Presidential Overlord
Of Poopreportia
http://www.myspace.com/saintcarnivean

Merrilee (not verified) -- 06.18.2008

I'm 19 and attend college year-round. My parents used to complain when we'd travel by car that I would inevitably want to stop every hour or two at a rest stop. I would sit down and often I would crap or pee (that was good for my mom because later in the trip she would get tired and suspicious that I was just bored and stalling) so she would "surprise" me by tapping on the stall door and she would ask me to stand so she could see some evidence. I've maintained that habit now that I'm away at college. So when I'm studying in the library or student center, every hour or two I will take a break, go in an sit down and I often produce some shit, or at least a moderate amount of pee. I actually think it keeps me stay more alert when I'm pulling late night study sessions. Sometimes I'm a little lucky too because due to the heavy air conditioning, the seat is cold and that also helps rejuvenate me. One night, however, in studying for a world civ test I did fall asleep on the stool when crapping. I guess I leaned to the right hand side and my shoulder hit the partition. I had delivered a moist shit and much of what I would have wiped from my butt was wiped onto the side of the seat as I slid sideways. What woke me up finally was that the auto-flusher went off and since I was still on the stool, I got sprayed pretty good. Such an adventure, however, does keep me alert for another hour or two.
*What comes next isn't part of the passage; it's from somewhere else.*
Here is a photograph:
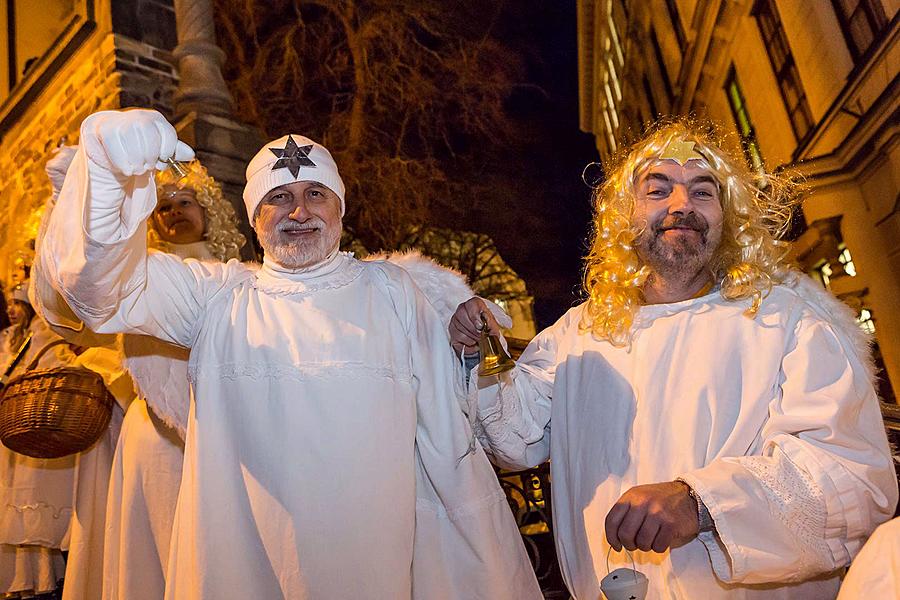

dirty back road (not verified) -- 08.19.2008

I found myself releasing human dirt on an industrial scale! I sent for some info to grow taller ans what came back made my bowels fill with much baba, straight onto the scales i went, to find i was 90 kilos, but after letting go of that dogdirt I was no more than an 88kg guy, Christ my bowels must have been red raw. I never knew such a toxic, no noxious display could leave my trademeans enterance.

Logjam (2406) -- 08.19.2008

Dirty -- you're the reincarnation of Allen Ginsberg, beginning a masterpiece that you'll eventually entitle "Bowel."